The Department of Human Services has opened bids for the first piece of work under its billion-dollar, "once-in-a-generation” welfare systems replacement.

It today approached the market for the software platform that will support the new payments engine, calling on prospective partners to be part of what will be arguably the highest profile and most keenly scrutinised IT project currently in Australia.
It will select an initial shortlist of respondents who will be invited to take part in the price-based negotiating phase, to start from December this year.
The successful software vendor will assume a central role in the welfare payments infrastructure transformation (WPIT), estimated to cost between $1 billion and $1.5 billion to complete.
The DHS will migrate off its more than 30 year-old income support integrated system (ISIS), which is underpinned by Model 204 mainframe technology.
ISIS has become an increasingly sharp thorn in the side of the DHS.
A lot of the clunkiness of the current welfare application process is blamed on the age and complexity of the existing system, which has seen millions of lines of code bolted on over its decades of operation.
“Customers are often requested to provide the same information to the department multiple times, in different paper-based and online forms. Much of this interaction is unnecessary and a duplication of effort,” tender documents state.
Centrelink staff are still required to intervene manually in the processing of many payments, presenting a barrier to the department introducing straight-through automation and self-service options.

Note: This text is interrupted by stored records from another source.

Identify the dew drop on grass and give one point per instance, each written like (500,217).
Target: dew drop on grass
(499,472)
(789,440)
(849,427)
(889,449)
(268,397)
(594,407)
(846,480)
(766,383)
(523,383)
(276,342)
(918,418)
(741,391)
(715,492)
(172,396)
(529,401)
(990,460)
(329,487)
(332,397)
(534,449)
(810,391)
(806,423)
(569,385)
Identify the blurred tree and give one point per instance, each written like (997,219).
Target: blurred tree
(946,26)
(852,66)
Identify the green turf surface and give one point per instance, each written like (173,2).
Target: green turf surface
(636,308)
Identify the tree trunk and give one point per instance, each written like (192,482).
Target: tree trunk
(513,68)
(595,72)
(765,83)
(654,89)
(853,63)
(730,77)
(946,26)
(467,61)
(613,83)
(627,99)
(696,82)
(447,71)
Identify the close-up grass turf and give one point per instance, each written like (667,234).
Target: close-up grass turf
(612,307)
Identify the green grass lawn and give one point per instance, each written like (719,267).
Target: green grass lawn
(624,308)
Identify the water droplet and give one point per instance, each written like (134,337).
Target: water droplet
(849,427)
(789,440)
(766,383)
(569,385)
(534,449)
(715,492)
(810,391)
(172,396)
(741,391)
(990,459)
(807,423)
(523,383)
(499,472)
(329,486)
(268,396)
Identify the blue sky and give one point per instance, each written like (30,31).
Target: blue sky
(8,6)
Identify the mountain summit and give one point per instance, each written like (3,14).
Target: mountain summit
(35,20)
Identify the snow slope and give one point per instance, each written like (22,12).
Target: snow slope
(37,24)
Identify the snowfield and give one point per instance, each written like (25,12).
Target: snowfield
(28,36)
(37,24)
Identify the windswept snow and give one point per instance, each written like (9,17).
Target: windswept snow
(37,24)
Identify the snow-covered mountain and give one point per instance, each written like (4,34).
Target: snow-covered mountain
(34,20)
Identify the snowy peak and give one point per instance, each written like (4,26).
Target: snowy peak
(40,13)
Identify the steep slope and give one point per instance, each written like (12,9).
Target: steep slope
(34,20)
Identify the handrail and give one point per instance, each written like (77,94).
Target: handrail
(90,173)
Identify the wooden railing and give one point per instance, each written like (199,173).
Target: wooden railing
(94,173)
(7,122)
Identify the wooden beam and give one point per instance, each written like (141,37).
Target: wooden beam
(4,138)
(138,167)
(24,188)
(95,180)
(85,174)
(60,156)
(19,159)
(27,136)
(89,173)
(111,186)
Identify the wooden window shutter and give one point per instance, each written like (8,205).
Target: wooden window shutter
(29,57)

While many of the old 3270 green screen terminals used to access the ISIS application have been replaced by a SAP web interface, a “small and reducing number” are still in use by DHS IT staff.
Model 2014 technology is supplied by a niche US provider, whose only remaining customers are Australia’s DHS and the CIA, meaning technicians with skills and experience using the platform are getting harder and harder to find.
At 128 billion database rows and roughly 30 million lines of code, many hands are required to amend the system in response to any changes to welfare policy.
“Although the current welfare payment system delivers payments and services accurately and on time, the system is now costly to maintain and unable to take full advantage of the digital offerings available,” according to tender documents.
This is the first of two major approaches to market the DHS plans to make for WPIT. It will return to industry to put together a panel of systems integrators down the track, with the successful first-round software bidder invited to put its hat in the ring again.
Tender documents reveal the DHS expects the WPIT project to take seven years to fully complete. It plans to roll it the system in five tranches.
The first and current tranche involves planning and procurement. From then, DHS will progressively on-board different payments, starting with students and later income support and families, and finally aged care and any other remaining payments.
Welfare recipients should expect to receive payments faster, and should no longer be asked to re-supply the same information over and over once the new system is in place, DHS says.
Where the old system was architected on a payment-to-payment baisis, the new system will focus on customer micro-segments grouped by common circumstances. With a new level of real-time insight, the department hopes to tailor a service delivery approach to the needs of each of these segments.
Tender documents also reveal DHS is open to re-using its new technology as a “national infrastructure asset” that could be redeployed to calculate other government payments, which could have implications for the Medicare processing engine that was tentatively put to market last year.